CouchDB: Views – The Challenges
This is part 4 in a series of posts that describe our investigation into CouchDB as a solution to several database related performance issues facing the TextMe application.
| << Part 3: Views - The Advantages | Part 5: Application Changes >> |
In the previous post, I wrote about the many features of CouchDB views. In this post, I will describe the challenges we faced when replacing MySQL queries with CouchDB views.
Map/Reduce
One of the largest challenges with CouchDB views is simply wrapping your brain around the map/reduce model. If you’ve spent any significant amount of time in the relational model, this can be quite a task. Do not underestimate it. Give yourself plenty of time to make this adjustment. In my opinion, setting aside one or two full weeks to read about and experiment with views would not be excessive. It really is a whole new world. After several weeks, I’m still not 100% sure how to use the map/reduce model to its fullest potential. In fact, there were a few queries that I could not figure out how to implement as views. Because of that, I had to keep around an archive table in MySQL, and I run those few queries against that table.
Javascript
If you don’t know Javascript, you may want to tack on another week to the learning curve. Javascript is an incredibly powerful language. However, in its raw form it is fairly basic and can take some getting used to. It does help that you don’t need to write too much Javacript to implement most map and reduce functions. However, if you’re new to Javascript, get ready to do some research.

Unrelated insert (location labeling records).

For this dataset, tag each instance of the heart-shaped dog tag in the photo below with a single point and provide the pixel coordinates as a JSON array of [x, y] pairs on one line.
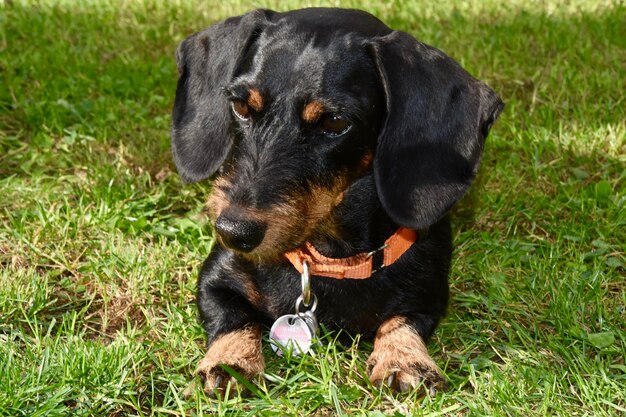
[[291, 332]]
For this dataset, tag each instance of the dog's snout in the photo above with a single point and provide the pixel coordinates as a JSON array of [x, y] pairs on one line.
[[240, 233]]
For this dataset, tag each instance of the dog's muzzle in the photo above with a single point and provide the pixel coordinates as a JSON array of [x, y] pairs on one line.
[[239, 232]]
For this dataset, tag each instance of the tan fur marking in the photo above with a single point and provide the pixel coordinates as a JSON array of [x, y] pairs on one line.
[[255, 99], [240, 350], [400, 359], [217, 201], [312, 111]]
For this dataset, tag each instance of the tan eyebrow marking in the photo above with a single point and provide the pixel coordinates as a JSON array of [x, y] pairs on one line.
[[312, 111], [255, 100]]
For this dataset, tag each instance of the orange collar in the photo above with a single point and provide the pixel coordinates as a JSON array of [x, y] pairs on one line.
[[355, 267]]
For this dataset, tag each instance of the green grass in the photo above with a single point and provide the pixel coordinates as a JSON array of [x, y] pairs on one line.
[[100, 242]]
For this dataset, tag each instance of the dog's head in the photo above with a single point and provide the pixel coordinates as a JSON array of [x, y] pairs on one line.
[[292, 108]]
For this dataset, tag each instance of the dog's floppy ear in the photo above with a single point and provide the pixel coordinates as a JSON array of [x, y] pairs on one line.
[[438, 117], [201, 116]]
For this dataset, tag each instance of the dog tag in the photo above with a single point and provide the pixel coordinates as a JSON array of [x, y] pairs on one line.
[[294, 332]]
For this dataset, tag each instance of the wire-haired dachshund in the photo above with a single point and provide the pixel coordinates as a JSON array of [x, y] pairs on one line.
[[337, 141]]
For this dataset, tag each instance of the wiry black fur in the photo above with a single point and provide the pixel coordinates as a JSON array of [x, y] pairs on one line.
[[422, 117]]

There are view servers available in other programming languages, and it is easy to configure CouchDB to use them. But, CouchDB is still young and under heavy development, and these alternative view servers are not supported by the CouchDB team. So, use them at your own risk.
SQL
As I mentioned in the previous post, views are powerful and flexible. But, views are not nearly as flexible as SQL. SQL has been in development for decades. Even today, it continues to evolve as a language. You can do a ton with SQL. As of right now, views simply cannot rival this flexibility. The CouchDB team continues to add built-in Javascript functions to help write map/reduce code, and there is even talk about supporting map/reduce/merge. But as of right now, the feature sets are not even close. It is very difficult for any new technology to enter the game with the same, or even a comparable feature set to such a battle-hardened veteran. And to be honest, I highly doubt that the CouchDB team is even trying to match SQLs feature set. After all, CouchDB is not meant to be a replacement for the relational database. However, this is an important point to consider if you think your current relational database backed application might be a good fit for CouchDB.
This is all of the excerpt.